N.Y.C. Schools Change How Reading Is Taught, and Test Scores Rise
About 56 percent of students in grades three through eight showed proficiency on the reading tests, the school system announced on Monday. Mayor Eric Adams framed the results as a prime accomplishment in educating the city's children as he runs for re-election.
The improvement in the nation's largest school system comes two years after Mr. Adams's administration overhauled how elementary students are taught to read. Experts, though, cautioned against attributing the results to a single initiative, saying that it takes years of intense effort to achieve sustained improvement from reading reforms.
The improvement was especially large for third-grade students, a crucial benchmark because children who cannot read well by then are more likely to drop out of high school and live in poverty as adults. About 58 percent of third-graders showed proficiency in reading, a nearly 13-point rise from the year before.
The higher test scores could buttress Mr. Adams, who is running for re-election as an independent, against political attacks on his schools record. His administration has faced criticism over cuts to education funding and its management of the city's popular free preschool programs for 3- and 4-year-olds.
Despite the increase overall, the results revealed the persistence of inequality. While about 73 percent of white and 75 percent of Asian test-takers showed reading proficiency, roughly 44 percent of Hispanic and 47 percent of Black children were proficient.

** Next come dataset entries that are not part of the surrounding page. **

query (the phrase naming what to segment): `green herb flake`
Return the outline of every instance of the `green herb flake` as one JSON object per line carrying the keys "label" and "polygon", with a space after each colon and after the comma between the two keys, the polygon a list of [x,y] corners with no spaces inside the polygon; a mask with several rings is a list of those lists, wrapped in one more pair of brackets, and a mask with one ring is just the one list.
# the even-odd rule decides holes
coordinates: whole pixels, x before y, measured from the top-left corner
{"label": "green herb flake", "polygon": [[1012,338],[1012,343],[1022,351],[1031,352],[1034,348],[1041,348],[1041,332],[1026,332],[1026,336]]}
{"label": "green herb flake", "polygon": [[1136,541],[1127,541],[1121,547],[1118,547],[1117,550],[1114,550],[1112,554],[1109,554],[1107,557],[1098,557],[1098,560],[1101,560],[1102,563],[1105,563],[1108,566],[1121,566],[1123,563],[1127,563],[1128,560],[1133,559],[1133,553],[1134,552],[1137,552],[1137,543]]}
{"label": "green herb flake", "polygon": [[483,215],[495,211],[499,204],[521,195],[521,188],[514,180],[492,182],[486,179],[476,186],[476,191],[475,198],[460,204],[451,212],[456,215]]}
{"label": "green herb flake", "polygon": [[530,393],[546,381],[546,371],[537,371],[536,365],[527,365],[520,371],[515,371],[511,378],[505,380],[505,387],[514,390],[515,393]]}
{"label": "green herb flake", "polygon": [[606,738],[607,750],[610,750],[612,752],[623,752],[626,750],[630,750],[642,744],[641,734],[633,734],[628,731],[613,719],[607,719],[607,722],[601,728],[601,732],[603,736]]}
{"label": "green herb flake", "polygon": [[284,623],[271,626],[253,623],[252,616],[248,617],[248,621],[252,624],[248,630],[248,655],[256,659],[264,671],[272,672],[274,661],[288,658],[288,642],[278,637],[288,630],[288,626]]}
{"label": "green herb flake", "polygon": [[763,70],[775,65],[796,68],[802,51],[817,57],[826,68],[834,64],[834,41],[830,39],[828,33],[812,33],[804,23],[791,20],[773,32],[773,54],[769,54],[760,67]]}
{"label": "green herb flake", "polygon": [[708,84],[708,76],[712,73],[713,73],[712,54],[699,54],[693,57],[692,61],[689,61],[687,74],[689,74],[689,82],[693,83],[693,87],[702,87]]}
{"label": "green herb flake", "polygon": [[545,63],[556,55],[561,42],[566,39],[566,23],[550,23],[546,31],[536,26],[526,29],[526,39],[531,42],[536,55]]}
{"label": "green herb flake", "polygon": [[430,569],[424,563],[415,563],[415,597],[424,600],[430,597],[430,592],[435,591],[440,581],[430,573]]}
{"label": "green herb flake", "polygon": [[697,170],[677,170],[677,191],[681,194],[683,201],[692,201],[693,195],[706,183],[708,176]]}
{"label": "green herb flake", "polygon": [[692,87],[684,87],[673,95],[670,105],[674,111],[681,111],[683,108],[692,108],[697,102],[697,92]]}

Mayor Adams called the results a 'a testament to what's possible when we invest in our young people,' and his schools chancellor, Melissa Aviles-Ramos, cast them as a product of the city's efforts to set high expectations for students and give educators 'the right tools.'
The city's math scores increased by about four points.
'We are closing gaps, raising achievement in every borough and making sure more students than ever are on track for long-term success,' Ms. Aviles-Ramos said in a statement.
Starting in the 2023-24 school year, the city's Education Department began rolling out a mandate that one of three reading curriculums be adopted by most elementary schools. New York City had allowed its roughly 700 elementary school principals to select their own reading programs.
But in recent years, a national movement has urged school districts to embrace practices rooted in the brain science of how children learn to read — including systematic, sound-it-out instruction and exercises to build vocabulary — and to abandon strategies, such as prompting children to guess words based on pictures, that decades of research show do not work for all students.
Most of Mr. Adams's opponents in the mayoral contest have commended his administration's decision to change course on how reading is taught and pledged to maintain the initiative. But they have criticized his administration's implementation of the changes.
Zohran Mamdani, the Democratic nominee, has called the overhaul a 'step in the right direction,' while arguing that teachers require better training and greater latitude in adapting curriculum for their classrooms.
Former Gov. Andrew M. Cuomo, who is mounting an independent bid himself, has taken a similar stance, calling professional development 'inconsistent across schools, often disconnected from classroom realities' and lacking 'sustained support to help educators translate theory into practice.'
The Adams administration on Monday touted the results as the highest rate of students showing proficiency on state reading exams since 2012. But state education leaders have changed the exams during the past decade, including most recently in 2023, which means the results are not comparable to 2012.
On the National Assessment of Educational Progress — a gold-standard federal exam that represents one of the few consistent measures of academic outcomes over time — the percentage of city students showing 'below basic' reading skills, the lowest performance level, rose between 2011 and 2024.
Reading experts on Monday described the latest results as promising but argued the overhaul must be refined.
Kim Sweet, the executive director of Advocates for Children of New York, a nonprofit that focuses on improving education for disadvantaged students, called the results 'a hopeful signal that we are headed in the right direction.'
But she remained alarmed by the large rates of children testing at the lowest proficiency level, along with the huge disparities in outcomes. Only about one in four students with disabilities showed proficiency in reading.
Ms. Sweet said that New York must ensure that children who are behind — such as middle and high school students who never became proficient readers — receive support.
'We continue to hear from families who are unable to get their children the help they need,' she said.